J.D. Allen, Joel Harrison, Mats Gustafsson/Thurston Moore, Steve Reid, Joey Calderazzo & Eddie Palmieri
Calderazzo continues to re-invent his material, sometimes returning to tunes that have been contributed to the repertoires of Marsalis and Michael Brecker but now playing them in what he probably considers to be their 'pure' form, undoctored by other bandleaders. Calderazzo is very theatrical in the way he decorates his melodies in their solo excursions, but he also has a very hardened, gushing aggression that escalates when in dialogue with the storm-brewing Watts, editing out any uncertainties in favor of a pointed attack. Then, for his next tune, he'll float delicately on the surface of a sensitive ballad, proving himself to be ideally versatile.
February 6, 2009
Pianist and composer Eddie Palmieri (a sit-down comedian) has revived La Perfecta, the 1960s mini-orchestra that recorded throughout that decade and into the 1970s. This is essentially Nuyorican salsa dance music, and therefore feels constrained by the formal seating environment of the Rose Theater. However, it takes Palmieri about twenty minutes to discard such concerns, and even though the audience aren't shaking from a standing-up position, the whole auditorium aura is soon mentally loosened, sending out waves of groove-relaxation.
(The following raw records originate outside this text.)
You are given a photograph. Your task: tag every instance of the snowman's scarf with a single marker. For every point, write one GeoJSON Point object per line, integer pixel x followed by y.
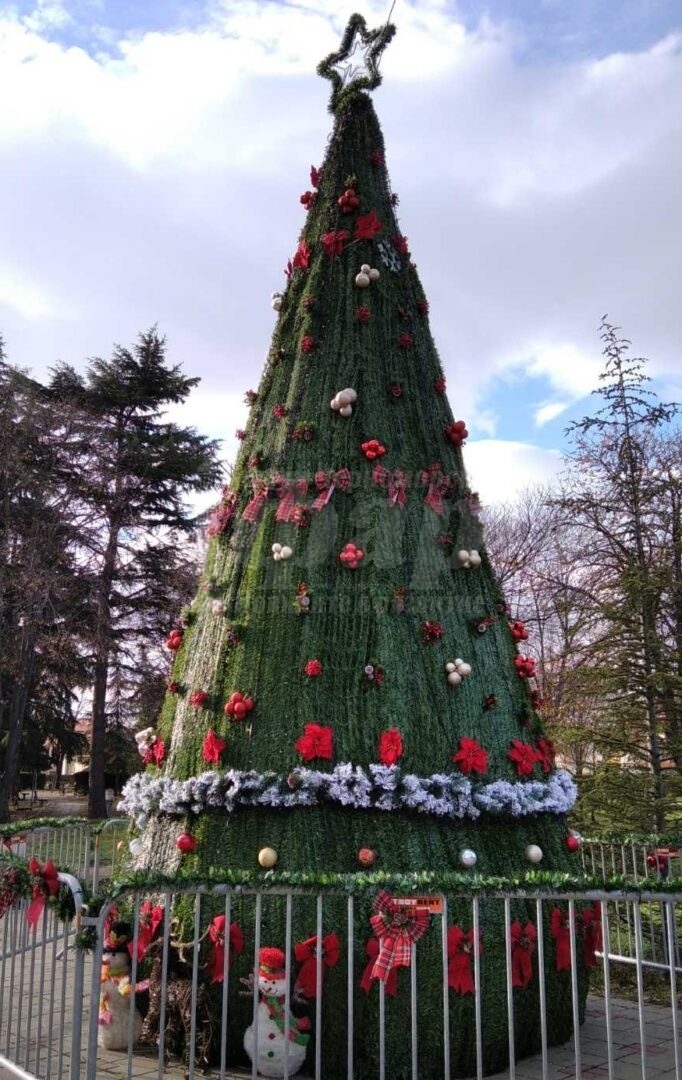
{"type": "Point", "coordinates": [275, 1007]}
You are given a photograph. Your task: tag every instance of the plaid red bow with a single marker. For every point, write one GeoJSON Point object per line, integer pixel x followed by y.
{"type": "Point", "coordinates": [397, 928]}
{"type": "Point", "coordinates": [522, 948]}
{"type": "Point", "coordinates": [396, 482]}
{"type": "Point", "coordinates": [252, 512]}
{"type": "Point", "coordinates": [306, 954]}
{"type": "Point", "coordinates": [216, 936]}
{"type": "Point", "coordinates": [150, 919]}
{"type": "Point", "coordinates": [372, 950]}
{"type": "Point", "coordinates": [592, 929]}
{"type": "Point", "coordinates": [460, 949]}
{"type": "Point", "coordinates": [561, 932]}
{"type": "Point", "coordinates": [439, 485]}
{"type": "Point", "coordinates": [288, 491]}
{"type": "Point", "coordinates": [325, 484]}
{"type": "Point", "coordinates": [45, 883]}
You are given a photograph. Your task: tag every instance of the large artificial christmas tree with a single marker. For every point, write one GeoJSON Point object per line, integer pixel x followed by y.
{"type": "Point", "coordinates": [348, 690]}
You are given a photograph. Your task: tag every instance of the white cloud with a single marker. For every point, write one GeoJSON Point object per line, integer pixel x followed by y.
{"type": "Point", "coordinates": [499, 470]}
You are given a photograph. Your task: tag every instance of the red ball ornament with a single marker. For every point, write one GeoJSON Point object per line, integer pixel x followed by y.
{"type": "Point", "coordinates": [186, 842]}
{"type": "Point", "coordinates": [366, 858]}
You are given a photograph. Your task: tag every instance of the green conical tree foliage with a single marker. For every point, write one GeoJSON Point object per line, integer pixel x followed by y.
{"type": "Point", "coordinates": [355, 739]}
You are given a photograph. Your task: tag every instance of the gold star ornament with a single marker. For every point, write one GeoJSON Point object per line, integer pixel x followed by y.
{"type": "Point", "coordinates": [353, 67]}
Soon, the old stiffness is forgotten. The aging process is ignored, as Palmieri leads with gusto, and lead singer Herman Olivera deftly heads up the formation dance moves while delivering his impassioned lines. Trombonist Jimmy Bosch and trumpeter Brian Lynch virtually run towards the front-of-stage microphone to dash off repeated solos that always burn with crackling precision and emotional expressivity. Even though flautist Karen Jospeh doesn't solo in the conventional sense, her continual percussive embellishments add drama to many of the pieces, calling up a strong Cuban influence. The most potent 1960s and '70s vibration is provided by Nelson Gonzalez, whose amplifier sound on the Cuban tres is almost psychedelic, a disembodied bleed that's sometimes hard to locate, until suddenly homing in on his fingers bares the source of this sonic wonderment.